Our faculty are committed to training physicians and scientists in the specialty fields of Gastroenterology and Hepatology.
Our commitment to teaching encompasses educating medical students, residents, fellows, and fully trained physicians in practice. Our curriculum also offers training to holders of advanced degrees in the sciences (usually Ph.D. degrees in biologic sciences) who wish to pursue research that is relevant to gastrointestinal, pancreatic, and hepatobiliary medicine.
Our curriculum is largely based upon the Gastroenterology Core Curriculum developed by the major gastroenterology societies, and is updated to reflect any changes in the core curriculum. The fellowship adheres to the program requirements of the ACGME as specified by the RRC for gastroenterology.
Our fellowship training program is comprised of 3 pathways:
Hepatology Fast Track
The pathways include basic skills to be mastered by trainees:
Knowledge base of anatomy, physiology, nutrition, biochemistry, cell biology, genetics, and pharmacology that is relevant to the specialty
Clinical care of hospitalized patients with disease
Technical aspects of gastroenterology/hepatology practice; including endoscopic procedures
Ambulatory care skills (including disease prevention and screening)
Ancillary skills geared to each trainee's career plans
All trainees will participate in clinical research training to understand the process of generating new knowledge in Medicine. Trainees will work with one or more mentor(s) through their 3 to 5 year program to achieve a good grasp of addressing clinically relevant questions with scientific rigor, and have first hand experience in analyzing and presenting scientific data. The program is committed to providing the trainee with protected time to focus on a selected topic of special training on a rotational basis in all of our teaching institutions.
Specialized areas of training embedded within the fellowship include:
GI Pathology – where trainees will learn the techniques of preparing tissue sections, special histochemical and immunocytochemical staining methods, as well as interpretation of morphological structures in various disease states.
GI Radiology – where trainees will learn the principles and methods of imaging including abdominal plain films, ultrasonography, CT scan, MRI and PET. They will be able to study how to interpret imaging results with expert GI radiologists.
Specialized Clinics - where patients presenting with a defined disorders are cared for by a focused and concentrated effort and expertise. These training scenarios afford unique opportunities to benefit the trainees in the following areas: Hepatology Liver Transplantation, Advanced Endoscopy, Inflammatory Bowel Disease, Functional GI and Motility Disorders, and , and Gastrointestinal Problems in Oncology Patients.
Levels of Training
Physicians who enter fellowship already have substantial knowledge in most of these areas that serves as a base for further learning. The fellowship in Gastroenterology has two levels of training, Level I for general gastroenterology and hepatology, and Level II for more complex and difficult diagnoses and procedures. Fellows progress to Level II training after demonstrating competence in general gastroenterology and hepatology.
Fellows routinely interact and teach medical students, internal medicine residents, and surgery residents on the inpatient and outpatient services. As third years, fellows participate in the medical school gut course helping lead small group sessions for medical students.
Endoscopy training starts during orientation when incoming fellows have the opportunity to practice on an endoscopic medical simulator. Fellows get their feet wet and start endoscopy on the first day of fellowship.

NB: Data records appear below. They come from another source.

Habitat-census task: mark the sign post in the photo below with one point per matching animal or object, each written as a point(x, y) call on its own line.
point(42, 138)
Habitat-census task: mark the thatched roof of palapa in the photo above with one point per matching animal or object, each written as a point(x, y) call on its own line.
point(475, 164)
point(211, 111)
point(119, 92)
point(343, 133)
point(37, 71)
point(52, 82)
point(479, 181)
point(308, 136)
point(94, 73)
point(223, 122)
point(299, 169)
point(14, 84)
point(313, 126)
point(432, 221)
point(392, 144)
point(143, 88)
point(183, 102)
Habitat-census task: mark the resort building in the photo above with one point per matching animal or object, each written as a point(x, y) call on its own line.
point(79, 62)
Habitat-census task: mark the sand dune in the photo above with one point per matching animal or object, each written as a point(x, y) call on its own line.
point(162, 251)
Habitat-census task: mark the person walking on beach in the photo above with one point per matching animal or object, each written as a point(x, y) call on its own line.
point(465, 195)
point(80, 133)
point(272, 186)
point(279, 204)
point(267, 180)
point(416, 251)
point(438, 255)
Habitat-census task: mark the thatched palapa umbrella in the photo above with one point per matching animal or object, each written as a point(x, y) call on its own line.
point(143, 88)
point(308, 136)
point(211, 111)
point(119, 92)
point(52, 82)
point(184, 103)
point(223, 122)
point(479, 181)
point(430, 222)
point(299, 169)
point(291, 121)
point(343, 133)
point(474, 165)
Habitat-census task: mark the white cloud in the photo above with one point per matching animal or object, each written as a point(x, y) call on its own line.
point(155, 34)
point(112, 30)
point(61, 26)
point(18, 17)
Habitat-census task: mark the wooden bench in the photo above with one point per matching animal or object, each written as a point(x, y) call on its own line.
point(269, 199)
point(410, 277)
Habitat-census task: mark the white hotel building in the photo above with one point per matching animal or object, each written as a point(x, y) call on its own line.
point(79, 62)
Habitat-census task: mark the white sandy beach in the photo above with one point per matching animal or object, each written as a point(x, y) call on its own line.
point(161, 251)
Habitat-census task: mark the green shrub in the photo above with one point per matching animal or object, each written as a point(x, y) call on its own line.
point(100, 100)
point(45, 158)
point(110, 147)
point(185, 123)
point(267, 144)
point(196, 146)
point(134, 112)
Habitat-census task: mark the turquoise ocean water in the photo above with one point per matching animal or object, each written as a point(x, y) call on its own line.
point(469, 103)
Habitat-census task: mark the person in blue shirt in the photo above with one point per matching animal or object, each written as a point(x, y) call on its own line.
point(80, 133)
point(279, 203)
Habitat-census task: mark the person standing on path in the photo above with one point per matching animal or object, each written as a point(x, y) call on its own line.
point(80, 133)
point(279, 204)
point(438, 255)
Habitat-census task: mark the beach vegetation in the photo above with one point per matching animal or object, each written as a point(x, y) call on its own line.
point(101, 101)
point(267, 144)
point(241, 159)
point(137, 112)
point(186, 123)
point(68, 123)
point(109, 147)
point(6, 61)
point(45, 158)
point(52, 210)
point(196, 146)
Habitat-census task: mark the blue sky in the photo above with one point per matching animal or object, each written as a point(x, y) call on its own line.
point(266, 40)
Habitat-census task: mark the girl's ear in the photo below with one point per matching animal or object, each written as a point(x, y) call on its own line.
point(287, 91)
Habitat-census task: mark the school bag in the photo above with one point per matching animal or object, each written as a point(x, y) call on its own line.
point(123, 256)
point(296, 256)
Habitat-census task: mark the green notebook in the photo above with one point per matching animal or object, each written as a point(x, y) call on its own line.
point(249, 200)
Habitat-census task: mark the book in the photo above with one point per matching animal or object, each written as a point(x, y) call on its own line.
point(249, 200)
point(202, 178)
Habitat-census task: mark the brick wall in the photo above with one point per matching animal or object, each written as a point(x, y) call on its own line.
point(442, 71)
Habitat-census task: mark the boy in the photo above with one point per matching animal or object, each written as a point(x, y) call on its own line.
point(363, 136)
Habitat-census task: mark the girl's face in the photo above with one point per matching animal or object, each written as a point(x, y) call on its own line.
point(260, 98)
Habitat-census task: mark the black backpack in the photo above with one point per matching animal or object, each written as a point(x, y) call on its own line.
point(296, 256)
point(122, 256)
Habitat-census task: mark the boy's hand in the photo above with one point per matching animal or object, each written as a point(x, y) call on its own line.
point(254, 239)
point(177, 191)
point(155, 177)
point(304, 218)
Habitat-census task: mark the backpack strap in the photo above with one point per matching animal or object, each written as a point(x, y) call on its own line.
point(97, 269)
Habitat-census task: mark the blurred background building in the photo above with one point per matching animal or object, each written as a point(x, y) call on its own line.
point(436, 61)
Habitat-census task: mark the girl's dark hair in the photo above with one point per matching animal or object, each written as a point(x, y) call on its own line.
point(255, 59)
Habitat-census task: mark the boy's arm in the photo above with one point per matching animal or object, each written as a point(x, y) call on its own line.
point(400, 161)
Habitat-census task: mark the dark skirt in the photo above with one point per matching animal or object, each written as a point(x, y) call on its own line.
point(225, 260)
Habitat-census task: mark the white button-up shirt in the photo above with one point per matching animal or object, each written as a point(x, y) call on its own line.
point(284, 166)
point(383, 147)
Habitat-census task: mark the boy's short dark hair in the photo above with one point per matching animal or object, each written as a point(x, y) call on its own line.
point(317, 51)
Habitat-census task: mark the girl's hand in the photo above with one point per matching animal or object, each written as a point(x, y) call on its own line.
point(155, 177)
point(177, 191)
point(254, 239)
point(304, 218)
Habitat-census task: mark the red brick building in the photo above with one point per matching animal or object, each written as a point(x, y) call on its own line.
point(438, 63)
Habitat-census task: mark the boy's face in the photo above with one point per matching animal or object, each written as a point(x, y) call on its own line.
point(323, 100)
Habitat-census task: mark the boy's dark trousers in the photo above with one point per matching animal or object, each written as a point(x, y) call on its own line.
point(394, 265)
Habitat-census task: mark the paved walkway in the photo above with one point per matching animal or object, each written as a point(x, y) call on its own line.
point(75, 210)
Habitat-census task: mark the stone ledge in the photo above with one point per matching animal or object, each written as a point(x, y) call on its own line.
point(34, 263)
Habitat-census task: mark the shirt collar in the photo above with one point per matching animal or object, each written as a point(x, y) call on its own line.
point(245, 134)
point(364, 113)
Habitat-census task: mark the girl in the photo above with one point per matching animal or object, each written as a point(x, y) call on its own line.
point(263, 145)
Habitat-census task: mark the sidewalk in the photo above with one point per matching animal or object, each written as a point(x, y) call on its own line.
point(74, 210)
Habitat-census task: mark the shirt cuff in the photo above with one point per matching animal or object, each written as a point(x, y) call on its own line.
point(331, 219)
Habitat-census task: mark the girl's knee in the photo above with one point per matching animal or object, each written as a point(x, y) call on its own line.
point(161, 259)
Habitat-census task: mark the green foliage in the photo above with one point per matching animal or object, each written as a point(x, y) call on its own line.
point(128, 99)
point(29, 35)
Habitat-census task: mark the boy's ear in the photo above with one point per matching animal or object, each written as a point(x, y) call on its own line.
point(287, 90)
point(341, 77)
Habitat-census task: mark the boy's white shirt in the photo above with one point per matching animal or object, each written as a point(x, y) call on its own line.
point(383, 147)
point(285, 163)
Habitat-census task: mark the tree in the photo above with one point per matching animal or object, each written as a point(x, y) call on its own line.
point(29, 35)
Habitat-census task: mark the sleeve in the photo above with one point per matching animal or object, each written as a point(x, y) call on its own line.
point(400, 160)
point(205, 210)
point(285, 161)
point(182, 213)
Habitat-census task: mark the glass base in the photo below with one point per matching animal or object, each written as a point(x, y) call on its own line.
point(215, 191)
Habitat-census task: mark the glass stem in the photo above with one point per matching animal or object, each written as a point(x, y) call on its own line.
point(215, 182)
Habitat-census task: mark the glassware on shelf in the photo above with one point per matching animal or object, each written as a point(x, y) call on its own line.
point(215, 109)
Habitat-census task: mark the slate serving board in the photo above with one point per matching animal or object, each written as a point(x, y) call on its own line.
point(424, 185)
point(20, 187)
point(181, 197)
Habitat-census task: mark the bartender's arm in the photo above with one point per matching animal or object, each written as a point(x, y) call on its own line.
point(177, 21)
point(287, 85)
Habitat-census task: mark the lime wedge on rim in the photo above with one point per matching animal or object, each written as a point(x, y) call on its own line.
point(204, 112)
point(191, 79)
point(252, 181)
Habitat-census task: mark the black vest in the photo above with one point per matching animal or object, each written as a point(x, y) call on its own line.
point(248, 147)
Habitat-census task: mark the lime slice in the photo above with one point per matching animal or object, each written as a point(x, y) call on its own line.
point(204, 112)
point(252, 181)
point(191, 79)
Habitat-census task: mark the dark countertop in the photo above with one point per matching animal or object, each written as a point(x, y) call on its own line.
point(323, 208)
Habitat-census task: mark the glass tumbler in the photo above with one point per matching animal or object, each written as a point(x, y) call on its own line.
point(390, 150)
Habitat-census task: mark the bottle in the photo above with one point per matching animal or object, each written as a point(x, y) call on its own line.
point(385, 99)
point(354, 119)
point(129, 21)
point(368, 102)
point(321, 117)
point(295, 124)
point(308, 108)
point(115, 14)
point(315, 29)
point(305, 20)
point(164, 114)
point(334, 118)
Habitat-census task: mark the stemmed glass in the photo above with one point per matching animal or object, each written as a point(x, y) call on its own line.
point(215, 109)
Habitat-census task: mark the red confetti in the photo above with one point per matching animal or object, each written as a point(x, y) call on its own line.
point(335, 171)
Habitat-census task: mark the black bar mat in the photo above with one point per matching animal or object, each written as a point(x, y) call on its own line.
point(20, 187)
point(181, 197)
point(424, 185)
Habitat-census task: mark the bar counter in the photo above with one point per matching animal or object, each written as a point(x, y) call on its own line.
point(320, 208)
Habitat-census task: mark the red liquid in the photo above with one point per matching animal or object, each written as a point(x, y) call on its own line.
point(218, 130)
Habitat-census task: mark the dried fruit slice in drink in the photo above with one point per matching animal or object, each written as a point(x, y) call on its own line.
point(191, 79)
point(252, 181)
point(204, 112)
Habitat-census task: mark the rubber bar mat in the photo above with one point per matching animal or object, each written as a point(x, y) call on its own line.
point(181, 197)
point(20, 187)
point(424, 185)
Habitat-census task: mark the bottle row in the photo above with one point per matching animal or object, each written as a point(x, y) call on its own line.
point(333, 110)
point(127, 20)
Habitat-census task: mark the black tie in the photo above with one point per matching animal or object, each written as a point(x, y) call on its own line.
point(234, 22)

Skills are honed via the American society for gastrointestinal endoscopy (ASGE) endoscopy course in Chicago. This is a two day course at the ASGE headquarters in Chicago run by experienced faculty around the country focusing on hands on training. Skills are developed and consolidated throughout fellowship. Seniors fellows participate in advanced endoscopic procedures and rotate through high volume ambulatory surgical centers.
Fellows have protected time each Friday to attend the department’s Frontiers in Gastroenterology and Hepatology conference. Each year starts with an “Emergency Lecture Series” that focuses on the basics in gastroenterology for the first year GI fellows. As the year progresses, the focus shifts to the latest advances in gastroenterology and hepatology. Fellows frequently participate in the conferences presenting morbidity, mortality, and management talks and journal article reviews. Prominent guest speakers give presentations on a quarterly basis. Fellows have the opportunity to share dinner with the speaker at a fellows-only event at a local restaurant the night prior to the conference.